"Still, even here my Hector has made my life much handsomer than it
should be for a mere peasant," said she to herself. "He chooses that
it should be so; his will be done! I am Baroness Hulot, the
sister-in-law of a Marshal of France. I have done nothing wrong; my
two children are settled in life; I can wait for death, wrapped in
the spotless veil of an immaculate wife and the crape of departed
happiness."
A portrait of Hulot, in the uniform of a Commissary General of the
Imperial Guard, painted in 1810 by Robert Lefebvre, hung above the
work-table, and when visitors were announced, Adeline threw into a
drawer an _Imitation of Jesus Christ_, her habitual study. This
blameless Magdalen thus heard the Voice of the Spirit in her desert.

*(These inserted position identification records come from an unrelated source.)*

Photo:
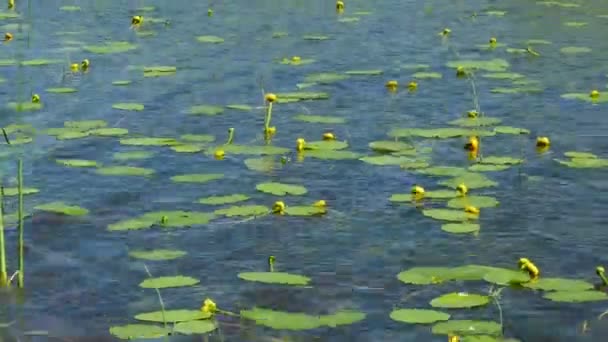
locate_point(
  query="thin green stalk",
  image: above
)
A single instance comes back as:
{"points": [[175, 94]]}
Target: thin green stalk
{"points": [[20, 214]]}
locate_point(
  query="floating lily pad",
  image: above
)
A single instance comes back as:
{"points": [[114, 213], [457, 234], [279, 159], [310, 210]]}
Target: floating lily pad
{"points": [[77, 162], [460, 228], [419, 316], [62, 208], [320, 119], [243, 210], [576, 296], [205, 110], [281, 189], [139, 331], [197, 177], [61, 90], [558, 284], [149, 141], [172, 316], [210, 39], [166, 282], [467, 327], [124, 171], [275, 278], [195, 327], [449, 215], [217, 200], [502, 276], [173, 219], [459, 300], [475, 200], [110, 47], [157, 254], [137, 107], [471, 179]]}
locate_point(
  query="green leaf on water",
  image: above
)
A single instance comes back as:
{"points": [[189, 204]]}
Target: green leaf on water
{"points": [[558, 284], [475, 200], [172, 316], [197, 177], [124, 171], [467, 327], [139, 331], [77, 162], [419, 316], [281, 189], [62, 208], [320, 119], [459, 300], [166, 282], [205, 110], [576, 296], [137, 107], [157, 254], [275, 278], [449, 215]]}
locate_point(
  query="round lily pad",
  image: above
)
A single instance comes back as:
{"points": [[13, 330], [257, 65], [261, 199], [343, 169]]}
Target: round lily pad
{"points": [[166, 282], [458, 300], [275, 278], [419, 316], [281, 189]]}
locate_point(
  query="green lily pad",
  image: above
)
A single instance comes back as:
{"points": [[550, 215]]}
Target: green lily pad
{"points": [[157, 254], [558, 284], [459, 300], [510, 130], [174, 219], [275, 278], [501, 276], [572, 50], [166, 282], [449, 215], [460, 228], [61, 90], [281, 189], [172, 316], [62, 208], [149, 141], [137, 107], [370, 72], [419, 316], [475, 122], [197, 177], [110, 47], [493, 65], [133, 155], [139, 331], [424, 75], [243, 210], [320, 119], [77, 162], [210, 39], [576, 296], [205, 110], [195, 327], [124, 171], [389, 146], [217, 200], [467, 327], [472, 180]]}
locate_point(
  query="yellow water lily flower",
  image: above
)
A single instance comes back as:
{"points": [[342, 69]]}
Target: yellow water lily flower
{"points": [[279, 208], [209, 306]]}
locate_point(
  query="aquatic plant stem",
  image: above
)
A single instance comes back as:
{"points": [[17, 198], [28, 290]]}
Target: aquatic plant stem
{"points": [[20, 276]]}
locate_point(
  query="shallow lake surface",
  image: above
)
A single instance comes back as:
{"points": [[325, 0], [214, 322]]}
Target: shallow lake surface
{"points": [[80, 279]]}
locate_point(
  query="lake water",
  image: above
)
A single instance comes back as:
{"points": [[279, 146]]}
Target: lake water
{"points": [[80, 279]]}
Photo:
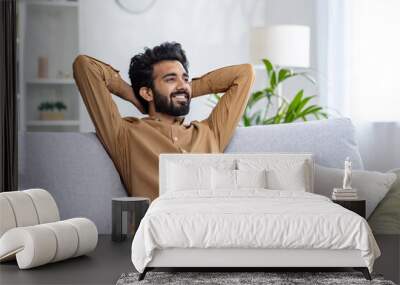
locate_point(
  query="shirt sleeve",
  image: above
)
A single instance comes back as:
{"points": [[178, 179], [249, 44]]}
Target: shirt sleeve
{"points": [[96, 80], [235, 81]]}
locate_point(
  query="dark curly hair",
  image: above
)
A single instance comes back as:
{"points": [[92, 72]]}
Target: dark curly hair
{"points": [[141, 67]]}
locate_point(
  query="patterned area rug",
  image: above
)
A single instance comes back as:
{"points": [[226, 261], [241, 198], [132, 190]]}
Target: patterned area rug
{"points": [[225, 278]]}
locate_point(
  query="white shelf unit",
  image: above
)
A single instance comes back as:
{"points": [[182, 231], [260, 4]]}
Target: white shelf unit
{"points": [[49, 29], [39, 123]]}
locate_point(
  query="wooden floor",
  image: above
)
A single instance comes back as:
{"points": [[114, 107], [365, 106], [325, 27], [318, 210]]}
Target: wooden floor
{"points": [[111, 259], [103, 266]]}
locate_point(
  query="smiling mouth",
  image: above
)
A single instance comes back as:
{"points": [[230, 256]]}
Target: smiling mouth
{"points": [[181, 97]]}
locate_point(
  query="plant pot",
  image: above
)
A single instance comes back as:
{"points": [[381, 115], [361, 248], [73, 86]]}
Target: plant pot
{"points": [[51, 115]]}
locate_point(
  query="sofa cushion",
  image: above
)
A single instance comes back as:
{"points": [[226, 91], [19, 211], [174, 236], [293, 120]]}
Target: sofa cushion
{"points": [[330, 141], [386, 217]]}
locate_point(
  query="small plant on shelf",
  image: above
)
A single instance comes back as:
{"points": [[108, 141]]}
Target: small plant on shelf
{"points": [[51, 111]]}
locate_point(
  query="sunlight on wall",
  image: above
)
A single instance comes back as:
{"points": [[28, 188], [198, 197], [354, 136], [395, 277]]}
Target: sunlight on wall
{"points": [[375, 91]]}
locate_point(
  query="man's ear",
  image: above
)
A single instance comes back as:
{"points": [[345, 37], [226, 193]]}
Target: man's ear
{"points": [[146, 93]]}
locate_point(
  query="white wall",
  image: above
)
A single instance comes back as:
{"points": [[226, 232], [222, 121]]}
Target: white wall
{"points": [[213, 34]]}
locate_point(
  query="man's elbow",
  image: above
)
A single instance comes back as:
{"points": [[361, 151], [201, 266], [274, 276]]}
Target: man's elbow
{"points": [[80, 63], [248, 71]]}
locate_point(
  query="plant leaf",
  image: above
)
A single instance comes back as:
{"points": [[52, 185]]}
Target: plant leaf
{"points": [[268, 66]]}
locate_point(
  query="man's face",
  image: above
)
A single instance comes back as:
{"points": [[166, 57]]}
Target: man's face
{"points": [[172, 91]]}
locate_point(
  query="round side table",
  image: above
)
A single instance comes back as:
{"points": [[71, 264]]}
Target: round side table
{"points": [[127, 212]]}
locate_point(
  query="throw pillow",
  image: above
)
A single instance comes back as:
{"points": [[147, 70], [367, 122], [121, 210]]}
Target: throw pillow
{"points": [[371, 185], [181, 177], [251, 178], [223, 179], [282, 174], [386, 217], [229, 179]]}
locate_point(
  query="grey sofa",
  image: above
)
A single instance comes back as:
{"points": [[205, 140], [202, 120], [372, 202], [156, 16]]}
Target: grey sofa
{"points": [[77, 171]]}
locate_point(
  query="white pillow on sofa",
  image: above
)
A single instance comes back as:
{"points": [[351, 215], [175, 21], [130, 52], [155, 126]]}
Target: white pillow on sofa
{"points": [[371, 185]]}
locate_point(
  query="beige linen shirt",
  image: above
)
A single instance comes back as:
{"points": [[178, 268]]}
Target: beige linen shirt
{"points": [[134, 144]]}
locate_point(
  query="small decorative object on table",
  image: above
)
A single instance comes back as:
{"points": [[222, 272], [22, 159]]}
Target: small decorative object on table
{"points": [[347, 192], [127, 212]]}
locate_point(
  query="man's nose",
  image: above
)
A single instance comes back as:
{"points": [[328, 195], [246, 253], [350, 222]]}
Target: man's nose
{"points": [[182, 85]]}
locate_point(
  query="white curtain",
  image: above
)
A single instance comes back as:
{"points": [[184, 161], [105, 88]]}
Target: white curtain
{"points": [[359, 59]]}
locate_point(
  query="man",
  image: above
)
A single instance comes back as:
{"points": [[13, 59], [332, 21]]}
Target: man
{"points": [[161, 89]]}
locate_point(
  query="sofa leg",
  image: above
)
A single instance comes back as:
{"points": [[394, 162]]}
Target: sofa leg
{"points": [[143, 274], [364, 271]]}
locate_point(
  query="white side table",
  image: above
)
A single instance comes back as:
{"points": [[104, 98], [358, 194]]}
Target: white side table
{"points": [[135, 208]]}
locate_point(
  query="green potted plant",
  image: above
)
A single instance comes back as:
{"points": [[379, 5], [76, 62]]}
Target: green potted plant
{"points": [[51, 111], [260, 107]]}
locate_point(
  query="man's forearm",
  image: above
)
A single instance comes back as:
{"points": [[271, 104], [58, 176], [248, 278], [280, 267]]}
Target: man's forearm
{"points": [[116, 85], [221, 80]]}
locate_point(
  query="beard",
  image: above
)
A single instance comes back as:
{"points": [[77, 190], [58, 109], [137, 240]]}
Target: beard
{"points": [[165, 104]]}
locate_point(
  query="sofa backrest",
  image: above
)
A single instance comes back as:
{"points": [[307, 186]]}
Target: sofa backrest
{"points": [[80, 175], [330, 141]]}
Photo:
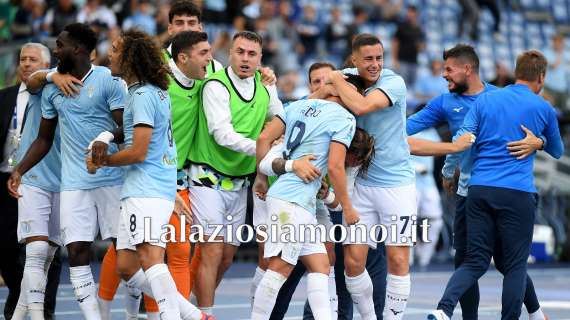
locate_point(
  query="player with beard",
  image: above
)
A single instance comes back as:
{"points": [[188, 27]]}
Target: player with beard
{"points": [[501, 203], [461, 70], [89, 204], [236, 105], [387, 193], [306, 124]]}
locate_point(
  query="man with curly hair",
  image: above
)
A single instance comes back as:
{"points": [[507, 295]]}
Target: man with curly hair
{"points": [[148, 195]]}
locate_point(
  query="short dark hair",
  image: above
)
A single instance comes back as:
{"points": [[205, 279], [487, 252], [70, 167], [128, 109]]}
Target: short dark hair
{"points": [[362, 147], [249, 35], [463, 52], [365, 39], [356, 81], [185, 40], [184, 8], [82, 35], [320, 65], [530, 65]]}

"Mariette, my child," said Lisbeth to the woman who opened the door,
"how is my dear Adeline to-day?"
"Oh, she looks pretty well, mademoiselle; but between you and me, if
she goes on in this way, she will kill herself," said Mariette in a
whisper. "You really ought to persuade her to live better. Now,
yesterday madame told me to give her two sous' worth of milk and a
roll for one sou; to get her a herring for dinner and a bit of cold
veal; she had a pound cooked to last her the week--of course, for the
days when she dines at home and alone. She will not spend more than
ten sous a day for her food. It is unreasonable. If I were to say
anything about it to Monsieur le Marechal, he might quarrel with
Monsieur le Baron and leave him nothing, whereas you, who are so kind
and clever, can manage things----"
"But why do you not apply to my cousin the Baron?" said Lisbeth.